Wehn in der Regierung interessiert schon das Voelkerrecht. Bei allen Verstoessen
der USA haben sie doch kraeftig mitgeholfen, Infrastruktur bereitgestellt, Agenten
zur Verfuegung gestellt ect.
Bei allem und jedem wird den USA von der Bundesregierung nach dem Munde geredet, aber wenn es um humanitäre Belange geht, die ein Beitrag zur Schließung eines völkerrechtlich illegalen Gefangenenlagers bedeuten, ziert sich die Bundesregierung. Kostenübernahme und Übergabe der Untersuchungsakten sind selbstverständlich, ggf. auch Wiedergutmachungszahlungen durch die USA.
Natürlich ist die Aufnahme Inhaftierter in Deutschland keine Ideallösung. Erste Option wäre das Herkunftsland, dann die Vereinigten Staaten selbst. Wenn dies aus vielerlei Gründen nicht möglich ist, ist eine Aufnahme in Deutschland immer noch besser als die Beibehaltung des Lagers. Andere EU-Länder sind da mutiger als unsere Regierung, deren tragende Parteien und Parteiführer sich in der Frage nicht mit Ruhm bekleckern.
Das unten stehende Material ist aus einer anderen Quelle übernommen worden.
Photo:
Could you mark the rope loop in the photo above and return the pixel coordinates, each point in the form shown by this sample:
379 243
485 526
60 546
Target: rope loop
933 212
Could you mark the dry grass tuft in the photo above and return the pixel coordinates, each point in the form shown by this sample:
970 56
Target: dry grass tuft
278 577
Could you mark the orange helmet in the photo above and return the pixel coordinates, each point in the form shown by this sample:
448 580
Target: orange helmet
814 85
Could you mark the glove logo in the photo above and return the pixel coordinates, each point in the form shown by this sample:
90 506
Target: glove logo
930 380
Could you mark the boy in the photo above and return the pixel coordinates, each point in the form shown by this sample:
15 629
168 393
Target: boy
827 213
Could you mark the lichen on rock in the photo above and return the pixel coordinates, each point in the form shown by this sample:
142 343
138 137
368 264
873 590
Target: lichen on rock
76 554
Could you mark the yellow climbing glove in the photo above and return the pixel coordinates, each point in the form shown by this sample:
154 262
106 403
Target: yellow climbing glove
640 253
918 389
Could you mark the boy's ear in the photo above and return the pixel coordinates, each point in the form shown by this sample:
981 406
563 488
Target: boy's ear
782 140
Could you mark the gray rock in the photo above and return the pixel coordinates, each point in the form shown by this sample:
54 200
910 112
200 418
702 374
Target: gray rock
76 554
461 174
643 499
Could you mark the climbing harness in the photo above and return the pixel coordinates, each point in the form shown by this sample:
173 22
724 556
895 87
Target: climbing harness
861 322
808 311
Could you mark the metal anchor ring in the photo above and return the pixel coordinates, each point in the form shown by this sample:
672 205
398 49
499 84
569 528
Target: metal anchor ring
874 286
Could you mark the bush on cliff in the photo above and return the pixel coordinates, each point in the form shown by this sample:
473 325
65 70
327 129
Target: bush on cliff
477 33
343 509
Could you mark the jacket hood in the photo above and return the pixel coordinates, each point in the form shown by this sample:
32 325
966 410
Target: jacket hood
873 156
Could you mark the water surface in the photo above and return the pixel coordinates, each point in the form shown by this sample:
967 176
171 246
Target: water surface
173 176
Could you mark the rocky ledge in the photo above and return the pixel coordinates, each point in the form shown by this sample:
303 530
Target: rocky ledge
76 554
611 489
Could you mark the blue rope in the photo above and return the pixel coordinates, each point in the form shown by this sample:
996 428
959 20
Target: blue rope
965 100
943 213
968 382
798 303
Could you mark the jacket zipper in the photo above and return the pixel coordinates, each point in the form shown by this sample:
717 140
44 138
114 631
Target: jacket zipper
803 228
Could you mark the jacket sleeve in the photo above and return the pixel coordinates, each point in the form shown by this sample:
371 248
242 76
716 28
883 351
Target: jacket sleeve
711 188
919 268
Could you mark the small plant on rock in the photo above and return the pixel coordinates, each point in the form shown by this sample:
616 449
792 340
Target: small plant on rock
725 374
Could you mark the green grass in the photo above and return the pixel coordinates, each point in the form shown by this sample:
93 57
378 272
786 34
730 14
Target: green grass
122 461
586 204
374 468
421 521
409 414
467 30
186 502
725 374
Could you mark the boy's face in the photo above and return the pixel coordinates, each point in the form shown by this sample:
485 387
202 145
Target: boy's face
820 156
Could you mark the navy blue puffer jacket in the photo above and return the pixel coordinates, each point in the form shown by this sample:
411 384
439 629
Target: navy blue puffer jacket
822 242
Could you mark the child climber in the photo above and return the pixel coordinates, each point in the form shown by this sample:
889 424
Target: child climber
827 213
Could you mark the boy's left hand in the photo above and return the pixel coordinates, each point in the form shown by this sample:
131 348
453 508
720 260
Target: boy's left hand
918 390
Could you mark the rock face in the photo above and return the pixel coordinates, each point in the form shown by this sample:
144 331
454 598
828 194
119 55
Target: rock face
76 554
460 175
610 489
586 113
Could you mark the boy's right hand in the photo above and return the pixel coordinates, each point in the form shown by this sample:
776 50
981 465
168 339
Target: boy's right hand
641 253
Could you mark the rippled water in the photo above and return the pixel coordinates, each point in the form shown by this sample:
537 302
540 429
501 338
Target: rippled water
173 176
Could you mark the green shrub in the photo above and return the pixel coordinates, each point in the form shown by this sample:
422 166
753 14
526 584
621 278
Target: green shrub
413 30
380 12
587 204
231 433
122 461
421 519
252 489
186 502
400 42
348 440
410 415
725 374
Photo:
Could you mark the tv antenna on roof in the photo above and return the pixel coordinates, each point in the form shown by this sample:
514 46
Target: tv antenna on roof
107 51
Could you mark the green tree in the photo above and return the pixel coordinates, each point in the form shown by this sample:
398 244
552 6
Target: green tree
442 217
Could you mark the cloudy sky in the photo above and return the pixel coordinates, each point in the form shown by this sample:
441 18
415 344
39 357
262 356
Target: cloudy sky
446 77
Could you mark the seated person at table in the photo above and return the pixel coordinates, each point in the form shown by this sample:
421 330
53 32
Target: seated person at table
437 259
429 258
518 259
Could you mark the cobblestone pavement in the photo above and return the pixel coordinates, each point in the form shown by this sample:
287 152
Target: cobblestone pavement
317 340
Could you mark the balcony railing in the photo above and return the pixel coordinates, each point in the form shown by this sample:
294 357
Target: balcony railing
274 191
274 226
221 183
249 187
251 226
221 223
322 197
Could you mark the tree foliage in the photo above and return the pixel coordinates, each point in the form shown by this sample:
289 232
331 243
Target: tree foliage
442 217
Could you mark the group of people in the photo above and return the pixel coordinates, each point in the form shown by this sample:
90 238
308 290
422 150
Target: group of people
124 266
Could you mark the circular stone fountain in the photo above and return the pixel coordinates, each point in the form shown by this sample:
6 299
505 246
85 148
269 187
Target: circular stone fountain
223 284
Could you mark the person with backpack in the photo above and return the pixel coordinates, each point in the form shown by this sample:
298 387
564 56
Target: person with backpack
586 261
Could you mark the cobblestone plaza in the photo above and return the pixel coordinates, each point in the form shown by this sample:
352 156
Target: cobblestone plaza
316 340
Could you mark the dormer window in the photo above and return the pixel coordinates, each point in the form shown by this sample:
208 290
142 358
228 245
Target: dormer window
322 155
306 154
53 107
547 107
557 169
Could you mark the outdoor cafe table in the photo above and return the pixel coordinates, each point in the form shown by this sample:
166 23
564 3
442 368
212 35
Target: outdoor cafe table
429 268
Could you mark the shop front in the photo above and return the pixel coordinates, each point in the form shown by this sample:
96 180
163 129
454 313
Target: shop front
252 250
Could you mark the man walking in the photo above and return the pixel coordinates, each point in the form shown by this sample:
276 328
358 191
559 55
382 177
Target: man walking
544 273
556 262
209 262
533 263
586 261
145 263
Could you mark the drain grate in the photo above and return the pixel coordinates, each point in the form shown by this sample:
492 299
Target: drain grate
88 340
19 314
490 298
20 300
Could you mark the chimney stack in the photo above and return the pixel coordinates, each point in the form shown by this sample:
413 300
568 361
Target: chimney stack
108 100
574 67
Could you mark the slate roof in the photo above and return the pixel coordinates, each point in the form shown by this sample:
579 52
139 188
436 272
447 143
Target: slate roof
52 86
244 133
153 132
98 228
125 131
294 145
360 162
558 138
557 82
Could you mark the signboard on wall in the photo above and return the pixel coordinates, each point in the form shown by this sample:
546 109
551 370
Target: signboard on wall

Ein Beitrag zur Kriegführung in Afghanistan fällt ihr offenbar leichter als ein Beitrag zur Hilfe bei völkerrechtlichen Versößen.
Ich glaube nicht, dass der träumt... der ist Überzeugungstäter.
Und glaubt wirklich jemand, der Steinmeier würde zur Leerung des Lagers beitragen wollen? Der hat doch dort, wo er was hätte tun können, dafür gesorgt, dass die Plätze nicht allzu lange leer stehen.
Bin ja gespannt, wann wir uns anhören müssen, Sie hätten von nichts gewusst, kennt man ja.
..nur unser Oberschnaftel Schäuble träumt noch vor sich hin. Peinlich!
Und kaum dreht sich Obama um, bekommen die eine Gratis-Überfahrt nach Lybien.